The rest of this post will focus on a possible investment incentive that was flagged by the Innovation Capital Working Group as something to seriously consider (and which many people knew little about): flow-through shares.
Flow-through shares allow companies to pass certain expenses on to their shareholders, which they can then deduct from their income. The shares are seen as a good way for “riskier” companies to save money on day-to-day operations, while providing tax-saving incentives to their investors. Traditionally, flow-through shares have only been applied to energy exploration sectors, such as oil and gas, mining, and renewable energy. Now, Alberta could be among the first to apply them to start-ups.
“The purpose of a flow-through share is to allow companies to raise capital before they’re entirely sure what they have,” says Terry Rock, President & CEO of Platform Calgary. “This is actually a similar challenge to what many start-ups face when they are trying to build a prototype.”
He believes the flow-through share model could be particularly effective in Alberta. “There’s a lot of investors in this province who have invested in real estate and energy resources using this model, but those traditional opportunities are shrinking here. So, why not use an investment tool that they are already accustomed to in order to bring them over to tech start-ups? This could be a great bridge for both sides.”
There is some promise in this kind of system. “The government needs to solve the problem of getting more early-stage investment. If we start with Alberta investors, and create a model that works really well for them (and the start-ups), we could become a place where businesses come to get financed, because we’re so in tune with how to invest in tech. We could be the ‘early stage capital of Canada’ – that should be our aspiration.”
Rock says the previous Alberta Investor Tax Credit wasn’t without challenges, including it being capped at $90 million over two years. “It was something, but it wasn’t going to solve all our problems,” he says. “The fact that other jurisdictions have similar programs to the tax credit also tells us we need to do something different to remain competitive. This is particularly true for companies that are just beginning and cannot take advantage of our low taxes, because they are not yet paying tax.”
Early-stage investment is just one part of the entire puzzle, notes Rock. “We need to look at the people and infrastructure, as well, if we want to build the whole ecosystem,” he says. “Even if we get more capital, it doesn’t necessarily follow that we’ll get more entrepreneurs.”

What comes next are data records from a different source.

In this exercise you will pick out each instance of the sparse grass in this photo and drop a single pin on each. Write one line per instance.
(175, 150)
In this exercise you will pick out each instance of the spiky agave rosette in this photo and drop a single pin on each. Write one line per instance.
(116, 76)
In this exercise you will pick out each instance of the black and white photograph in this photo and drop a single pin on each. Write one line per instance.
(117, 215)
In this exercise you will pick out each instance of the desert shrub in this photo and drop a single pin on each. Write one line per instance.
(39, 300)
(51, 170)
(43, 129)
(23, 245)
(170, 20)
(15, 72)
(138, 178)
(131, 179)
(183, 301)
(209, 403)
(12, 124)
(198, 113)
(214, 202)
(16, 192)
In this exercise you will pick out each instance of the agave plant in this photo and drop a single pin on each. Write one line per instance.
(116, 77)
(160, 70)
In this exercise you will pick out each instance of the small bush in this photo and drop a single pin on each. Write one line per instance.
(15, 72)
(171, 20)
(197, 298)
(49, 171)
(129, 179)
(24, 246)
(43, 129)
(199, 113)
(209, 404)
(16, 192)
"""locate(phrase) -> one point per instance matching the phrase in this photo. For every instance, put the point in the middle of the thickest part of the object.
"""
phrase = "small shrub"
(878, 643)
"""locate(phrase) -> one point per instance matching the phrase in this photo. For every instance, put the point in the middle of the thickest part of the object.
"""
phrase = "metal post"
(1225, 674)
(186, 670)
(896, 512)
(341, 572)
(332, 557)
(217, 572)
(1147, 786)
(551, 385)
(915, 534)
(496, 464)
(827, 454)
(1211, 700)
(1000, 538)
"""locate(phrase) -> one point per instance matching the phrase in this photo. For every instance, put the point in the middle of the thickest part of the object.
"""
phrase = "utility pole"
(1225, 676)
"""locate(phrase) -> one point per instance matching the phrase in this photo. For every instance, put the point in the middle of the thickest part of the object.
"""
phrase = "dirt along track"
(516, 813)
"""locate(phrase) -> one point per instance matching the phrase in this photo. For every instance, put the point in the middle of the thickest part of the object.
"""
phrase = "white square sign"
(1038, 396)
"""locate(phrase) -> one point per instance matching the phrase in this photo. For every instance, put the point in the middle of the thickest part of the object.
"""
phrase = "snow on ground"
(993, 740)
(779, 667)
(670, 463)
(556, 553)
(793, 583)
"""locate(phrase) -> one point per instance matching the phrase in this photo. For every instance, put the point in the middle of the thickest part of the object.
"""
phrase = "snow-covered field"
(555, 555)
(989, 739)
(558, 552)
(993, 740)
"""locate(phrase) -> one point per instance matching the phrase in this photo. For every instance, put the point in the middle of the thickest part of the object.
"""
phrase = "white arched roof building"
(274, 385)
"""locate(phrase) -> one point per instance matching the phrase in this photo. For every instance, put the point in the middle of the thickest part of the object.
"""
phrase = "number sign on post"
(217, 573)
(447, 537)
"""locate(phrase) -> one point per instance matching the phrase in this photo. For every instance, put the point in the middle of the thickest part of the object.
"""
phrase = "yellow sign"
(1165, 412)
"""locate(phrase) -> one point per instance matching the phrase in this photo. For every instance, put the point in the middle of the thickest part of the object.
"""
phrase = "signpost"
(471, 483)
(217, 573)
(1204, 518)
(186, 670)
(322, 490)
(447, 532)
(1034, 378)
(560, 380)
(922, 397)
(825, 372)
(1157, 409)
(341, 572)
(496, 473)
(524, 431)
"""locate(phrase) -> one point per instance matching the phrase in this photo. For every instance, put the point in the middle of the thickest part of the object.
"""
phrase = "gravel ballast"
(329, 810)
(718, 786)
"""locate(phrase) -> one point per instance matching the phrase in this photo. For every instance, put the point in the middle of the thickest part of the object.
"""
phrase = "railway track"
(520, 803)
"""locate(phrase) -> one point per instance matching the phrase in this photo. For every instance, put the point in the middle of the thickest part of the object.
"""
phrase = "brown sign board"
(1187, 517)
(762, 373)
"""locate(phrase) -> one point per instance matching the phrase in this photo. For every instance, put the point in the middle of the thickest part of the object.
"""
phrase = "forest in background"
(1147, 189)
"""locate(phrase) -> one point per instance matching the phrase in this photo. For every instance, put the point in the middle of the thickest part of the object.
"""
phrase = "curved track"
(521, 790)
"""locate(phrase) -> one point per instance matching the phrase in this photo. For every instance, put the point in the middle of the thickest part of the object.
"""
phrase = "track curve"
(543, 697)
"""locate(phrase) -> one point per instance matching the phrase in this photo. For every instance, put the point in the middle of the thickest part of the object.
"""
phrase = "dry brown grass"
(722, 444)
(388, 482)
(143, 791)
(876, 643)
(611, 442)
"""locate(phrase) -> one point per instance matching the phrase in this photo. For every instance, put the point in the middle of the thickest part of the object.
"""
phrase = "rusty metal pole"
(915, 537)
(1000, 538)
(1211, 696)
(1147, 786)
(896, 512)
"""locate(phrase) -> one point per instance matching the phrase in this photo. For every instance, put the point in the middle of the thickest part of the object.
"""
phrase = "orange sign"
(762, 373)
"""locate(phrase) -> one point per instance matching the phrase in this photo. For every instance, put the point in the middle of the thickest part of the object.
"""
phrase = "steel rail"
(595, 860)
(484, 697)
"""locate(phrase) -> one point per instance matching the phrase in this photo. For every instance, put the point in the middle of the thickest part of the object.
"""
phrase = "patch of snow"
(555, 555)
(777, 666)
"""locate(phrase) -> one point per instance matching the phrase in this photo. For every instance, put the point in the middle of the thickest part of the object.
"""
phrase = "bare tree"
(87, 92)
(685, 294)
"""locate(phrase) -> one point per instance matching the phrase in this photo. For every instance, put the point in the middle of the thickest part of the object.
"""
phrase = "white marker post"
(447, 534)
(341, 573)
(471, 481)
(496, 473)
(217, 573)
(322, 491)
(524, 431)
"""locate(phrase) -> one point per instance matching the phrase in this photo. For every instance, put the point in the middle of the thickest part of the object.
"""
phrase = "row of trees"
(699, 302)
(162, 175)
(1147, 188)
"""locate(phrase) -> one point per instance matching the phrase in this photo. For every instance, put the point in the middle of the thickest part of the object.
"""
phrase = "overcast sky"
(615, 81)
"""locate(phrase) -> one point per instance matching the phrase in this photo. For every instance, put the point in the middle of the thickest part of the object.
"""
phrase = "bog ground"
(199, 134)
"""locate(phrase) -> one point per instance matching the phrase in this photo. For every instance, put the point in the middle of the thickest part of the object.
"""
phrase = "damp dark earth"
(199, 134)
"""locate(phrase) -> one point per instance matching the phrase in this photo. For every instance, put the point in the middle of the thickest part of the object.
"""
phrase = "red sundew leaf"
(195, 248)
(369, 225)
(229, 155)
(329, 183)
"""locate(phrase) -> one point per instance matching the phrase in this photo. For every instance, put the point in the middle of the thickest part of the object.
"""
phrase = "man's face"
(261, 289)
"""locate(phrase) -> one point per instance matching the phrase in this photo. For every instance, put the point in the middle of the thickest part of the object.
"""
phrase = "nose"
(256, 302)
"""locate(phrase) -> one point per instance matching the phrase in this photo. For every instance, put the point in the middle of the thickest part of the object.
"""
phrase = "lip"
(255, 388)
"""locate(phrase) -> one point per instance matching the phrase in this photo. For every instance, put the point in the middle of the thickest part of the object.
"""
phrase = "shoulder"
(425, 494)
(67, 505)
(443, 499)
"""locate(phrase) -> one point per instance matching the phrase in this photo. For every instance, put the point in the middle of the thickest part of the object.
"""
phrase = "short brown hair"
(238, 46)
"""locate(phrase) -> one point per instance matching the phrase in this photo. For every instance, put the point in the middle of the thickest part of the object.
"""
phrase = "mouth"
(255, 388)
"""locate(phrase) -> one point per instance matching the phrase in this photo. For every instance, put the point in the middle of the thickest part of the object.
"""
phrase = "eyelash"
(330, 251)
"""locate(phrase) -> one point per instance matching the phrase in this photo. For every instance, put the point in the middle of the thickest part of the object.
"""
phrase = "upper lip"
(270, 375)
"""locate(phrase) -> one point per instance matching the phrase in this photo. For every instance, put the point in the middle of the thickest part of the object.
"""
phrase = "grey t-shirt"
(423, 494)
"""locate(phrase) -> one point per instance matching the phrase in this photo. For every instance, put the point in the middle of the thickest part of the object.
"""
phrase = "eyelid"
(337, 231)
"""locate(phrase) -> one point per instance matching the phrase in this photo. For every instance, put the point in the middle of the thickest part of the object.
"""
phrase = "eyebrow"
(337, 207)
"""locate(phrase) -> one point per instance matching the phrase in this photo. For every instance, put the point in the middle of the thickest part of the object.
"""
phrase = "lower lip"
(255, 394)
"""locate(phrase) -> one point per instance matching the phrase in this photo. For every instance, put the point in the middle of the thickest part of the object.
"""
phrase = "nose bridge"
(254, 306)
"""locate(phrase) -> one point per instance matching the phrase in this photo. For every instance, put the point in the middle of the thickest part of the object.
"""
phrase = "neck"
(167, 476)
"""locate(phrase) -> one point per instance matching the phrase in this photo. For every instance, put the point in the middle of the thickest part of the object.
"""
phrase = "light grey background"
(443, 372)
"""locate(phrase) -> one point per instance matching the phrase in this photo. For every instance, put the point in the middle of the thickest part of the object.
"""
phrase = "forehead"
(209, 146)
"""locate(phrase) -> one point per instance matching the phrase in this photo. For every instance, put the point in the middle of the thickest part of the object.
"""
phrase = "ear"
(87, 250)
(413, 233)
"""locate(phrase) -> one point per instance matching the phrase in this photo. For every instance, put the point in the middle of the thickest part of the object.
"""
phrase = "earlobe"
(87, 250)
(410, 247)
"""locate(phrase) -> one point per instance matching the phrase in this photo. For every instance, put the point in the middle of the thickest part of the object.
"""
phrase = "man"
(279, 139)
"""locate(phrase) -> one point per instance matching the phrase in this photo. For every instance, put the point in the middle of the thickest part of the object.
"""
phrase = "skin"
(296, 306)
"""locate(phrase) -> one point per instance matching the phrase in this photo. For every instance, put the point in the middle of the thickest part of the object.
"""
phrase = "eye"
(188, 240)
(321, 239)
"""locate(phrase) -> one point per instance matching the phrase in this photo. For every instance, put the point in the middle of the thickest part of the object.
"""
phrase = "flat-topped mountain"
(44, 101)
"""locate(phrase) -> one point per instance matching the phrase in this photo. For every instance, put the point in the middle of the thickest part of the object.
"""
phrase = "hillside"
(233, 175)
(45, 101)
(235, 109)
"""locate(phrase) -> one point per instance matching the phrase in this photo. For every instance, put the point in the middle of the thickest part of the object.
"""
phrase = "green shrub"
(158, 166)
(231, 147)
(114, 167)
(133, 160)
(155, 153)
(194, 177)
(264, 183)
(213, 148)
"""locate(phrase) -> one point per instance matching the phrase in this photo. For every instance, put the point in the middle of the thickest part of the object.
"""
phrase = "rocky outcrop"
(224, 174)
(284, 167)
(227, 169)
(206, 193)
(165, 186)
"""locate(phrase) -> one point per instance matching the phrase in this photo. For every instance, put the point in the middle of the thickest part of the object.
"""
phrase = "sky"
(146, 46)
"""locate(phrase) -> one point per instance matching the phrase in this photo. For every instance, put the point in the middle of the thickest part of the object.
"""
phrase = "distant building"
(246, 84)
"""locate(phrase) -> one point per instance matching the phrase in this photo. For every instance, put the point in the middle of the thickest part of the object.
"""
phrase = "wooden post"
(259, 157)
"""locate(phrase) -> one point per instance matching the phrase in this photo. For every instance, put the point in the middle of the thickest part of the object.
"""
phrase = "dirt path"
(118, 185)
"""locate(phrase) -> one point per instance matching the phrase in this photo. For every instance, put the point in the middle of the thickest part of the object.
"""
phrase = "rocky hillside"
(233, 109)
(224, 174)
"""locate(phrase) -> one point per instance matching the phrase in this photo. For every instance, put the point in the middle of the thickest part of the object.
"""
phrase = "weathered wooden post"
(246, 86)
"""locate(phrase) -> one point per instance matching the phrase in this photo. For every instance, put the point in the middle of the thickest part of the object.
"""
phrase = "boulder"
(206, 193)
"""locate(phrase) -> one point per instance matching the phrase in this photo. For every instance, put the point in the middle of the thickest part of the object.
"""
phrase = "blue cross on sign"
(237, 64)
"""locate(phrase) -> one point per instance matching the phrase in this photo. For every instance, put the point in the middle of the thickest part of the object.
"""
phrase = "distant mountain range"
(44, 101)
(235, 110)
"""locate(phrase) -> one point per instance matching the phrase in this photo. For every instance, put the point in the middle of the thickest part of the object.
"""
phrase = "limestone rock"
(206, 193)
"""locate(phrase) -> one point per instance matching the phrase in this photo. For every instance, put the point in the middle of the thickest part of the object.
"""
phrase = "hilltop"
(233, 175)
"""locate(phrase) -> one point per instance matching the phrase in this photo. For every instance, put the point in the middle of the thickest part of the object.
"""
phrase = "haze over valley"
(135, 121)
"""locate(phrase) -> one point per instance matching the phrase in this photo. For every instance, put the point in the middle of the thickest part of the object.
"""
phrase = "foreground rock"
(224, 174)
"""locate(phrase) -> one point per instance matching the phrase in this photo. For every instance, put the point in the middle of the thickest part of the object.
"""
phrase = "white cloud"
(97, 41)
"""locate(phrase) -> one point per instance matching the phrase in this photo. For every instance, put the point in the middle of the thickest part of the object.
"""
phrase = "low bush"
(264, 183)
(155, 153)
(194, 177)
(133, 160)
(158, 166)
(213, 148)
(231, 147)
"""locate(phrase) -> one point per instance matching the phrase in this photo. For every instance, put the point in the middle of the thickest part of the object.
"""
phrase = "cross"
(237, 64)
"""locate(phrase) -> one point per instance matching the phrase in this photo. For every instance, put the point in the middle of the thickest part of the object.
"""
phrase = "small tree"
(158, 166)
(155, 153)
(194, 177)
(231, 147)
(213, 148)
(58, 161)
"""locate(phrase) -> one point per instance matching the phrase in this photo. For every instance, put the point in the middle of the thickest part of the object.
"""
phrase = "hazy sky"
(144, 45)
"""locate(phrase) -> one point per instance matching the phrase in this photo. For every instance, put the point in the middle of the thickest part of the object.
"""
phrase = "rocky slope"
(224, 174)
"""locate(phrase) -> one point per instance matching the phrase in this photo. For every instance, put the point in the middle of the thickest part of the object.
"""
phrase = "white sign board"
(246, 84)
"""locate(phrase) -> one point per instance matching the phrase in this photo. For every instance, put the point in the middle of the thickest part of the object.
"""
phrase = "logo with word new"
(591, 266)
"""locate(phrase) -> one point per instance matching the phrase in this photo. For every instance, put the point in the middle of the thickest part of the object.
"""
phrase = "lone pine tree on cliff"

He believes the key to building this community is to focus on the areas that Alberta excels at, and publicly celebrate those stories. “Waterloo, in Ontario, has done a great job of this. They had a university famous for its computer engineering, and were able to encourage graduates to stay and build companies, and encourage other companies to move in to take advantage of the local talent. They also used the implosion of one big company (Blackberry) to kickstart the development of smaller companies, turning a setback into a big advantage.”
He sees the new innovation centre that Platform is building in downtown Calgary as one means to develop and showcase local tech talent. Set to open in 2021, the innovation centre will bring in start-ups, experts, and larger companies to share knowledge and resources, and help the wider public become aware of the tech skills that Alberta specializes in. “We are going to work to seriously expand the footprint of technology and innovation in our economy.”
Rock says he feels optimistic for Alberta’s future. “There’s a community spirit here that’s strong, no matter what.”
The most important thing now is for our innovators to know that this community exists. And, no matter what government programs come or go, they need to know that there are still those who can support their growth.
It shouldn’t take a public outcry for Albertans to become aware of the tech talent in our midst, and the need to foster it.